His reasons for judgment terminate with these words at page 6321:

"The respondent submitted that payments could be deducted from income in any event to the extent that they were paid pursuant to garnishee proceedings instituted by the former spouse. The garnishee proceedings resulted in the attached moneys being paid over to the former spouse's solicitors. In turn, the former spouse received the moneys and applied them in satisfaction of the obligation imposed upon the respondent by the court order of November 27, 1991. I cannot accept that in the circumstances the moneys were paid to the former spouse in such a manner as left her with a discretion as to their use. In my view, the moneys were paid pursuant to the court order of November 27, 1991 under which the respondent's obligation was created despite the fact that the former spouse found it necessary to take garnishee proceedings for the purpose of enforcing that obligation."

[16] In my opinion Armstrong governs the disposition of the appeals at hand. It is a decision of the Federal Court of Appeal and I am bound to follow and apply it.
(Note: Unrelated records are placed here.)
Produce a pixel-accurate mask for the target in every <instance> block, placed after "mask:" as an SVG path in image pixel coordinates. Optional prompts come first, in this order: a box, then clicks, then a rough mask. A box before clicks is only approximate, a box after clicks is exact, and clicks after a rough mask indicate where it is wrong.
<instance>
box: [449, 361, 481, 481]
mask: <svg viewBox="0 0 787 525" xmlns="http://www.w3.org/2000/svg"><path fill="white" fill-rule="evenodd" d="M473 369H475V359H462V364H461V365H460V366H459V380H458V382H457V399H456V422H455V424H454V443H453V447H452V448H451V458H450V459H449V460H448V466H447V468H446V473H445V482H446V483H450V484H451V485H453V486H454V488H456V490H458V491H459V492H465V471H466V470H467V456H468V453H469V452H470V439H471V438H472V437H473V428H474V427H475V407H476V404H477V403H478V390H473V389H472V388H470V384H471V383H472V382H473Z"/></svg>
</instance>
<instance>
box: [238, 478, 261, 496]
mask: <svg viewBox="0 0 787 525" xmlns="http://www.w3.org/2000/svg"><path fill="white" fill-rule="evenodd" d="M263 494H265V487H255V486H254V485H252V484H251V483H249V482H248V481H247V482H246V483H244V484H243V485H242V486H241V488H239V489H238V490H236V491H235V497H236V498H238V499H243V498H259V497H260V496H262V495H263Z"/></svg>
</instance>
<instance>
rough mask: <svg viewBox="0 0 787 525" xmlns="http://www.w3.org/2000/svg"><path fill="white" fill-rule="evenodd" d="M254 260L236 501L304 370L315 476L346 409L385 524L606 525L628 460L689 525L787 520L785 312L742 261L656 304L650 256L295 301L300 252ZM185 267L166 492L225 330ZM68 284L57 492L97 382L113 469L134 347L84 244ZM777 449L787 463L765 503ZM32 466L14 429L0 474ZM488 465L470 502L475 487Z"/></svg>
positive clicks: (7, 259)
As in Armstrong, in the case at hand subsection 60.1(2) of the Act is of no assistance to the appellant in seeking deductibility under paragraph 60(b) because the order of the Ontario Court (General Division) dated November 21, 1994 does not state that subsection 60.1(2) and subsection 56.1(2) apply to any payment made thereunder.

[17] Also, subsection 56(12) is to be read together with subsection 60.1(1), and again, as in Armstrong, the former spouse had no discretion as to the use of the money paid under the order. It follows that subsection 60.1(1) can have no application in allowing the amounts in issue to be deductible under paragraph 60(b). Finally, this finding of lack of discretion precludes the deduction of the $9,788.00 or the $7,223.00 under paragraph 60(b), apart from the inapplicability of subsections 60.1(1) and (2), because the definition of "allowance" in subsection 56(12) requires the recipient to have discretion as to the use of the amount.

[18] The appeals are dismissed.

Signed at Ottawa, Canada, this 6th day of November 1998.

"D.H. Christie"

A.C.J.T.C.C.



[1] The inference to be derived from what is before the Court is that the payments in dispute were made prior to the dissolution of the marriage. As will be seen, paragraph 60(b) of the Income Tax Act provides for the deduction of an amount paid "as alimony or other allowance". Strictly speaking alimony pertains to payments made while the marriage is still in existence and other allowance refers to payments made after the marriage is dissolved. In my opinion, the considerations applicable to determining whether a deduction can be made as alimony or as other allowance are the same. Consequently authorities pertaining to what constitute a deductible allowance are equally applicable to the deductibility of payments made during the marriage.

[2] The $1,000.00 related to a mortgage on the home. The $450.00 was in repayment of a home improvement loan.

[3] For amendments to or repeal of these provisions see Statutes of Canada, 1997, c. 25, subsections 10(1), 8(3), 11(1), 11(2).

[4] The payments were made pursuant to an order of the Queen's Bench for Saskatchewan dated November 27, 1991. The reasons for judgment of the Tax Court Judge are reported in Armstrong v. The Queen, [1995] 1 C.T.C. 2718. At page 2720 reference is made to an order of the Court of Queen's Bench dated October 15, 1993. That order deals with matters such as the custody of the children, visiting rights, the occupation of the matrimonial home by Karla Armstrong and its eventual disposition. The 1993 order is almost two years later than the 1991 order. This suggests that some or all of the payments in issue were made prior to the dissolution of the marriage. Further, copy of Armstrong's return of income for 1992 was forwarded by the Deputy Minister of National Revenue to this Court as required under subsection 170(2) of the Income Tax Act. Subsection 9(1) of the Tax Court of Canada Rules (Informal Procedure) provides that the return shall be treated as part of the record of the Court. In that return Armstrong was asked this question: "On December 31, 1992 you were: married; living common-law, widowed, divorced, separated, single." He answered separated.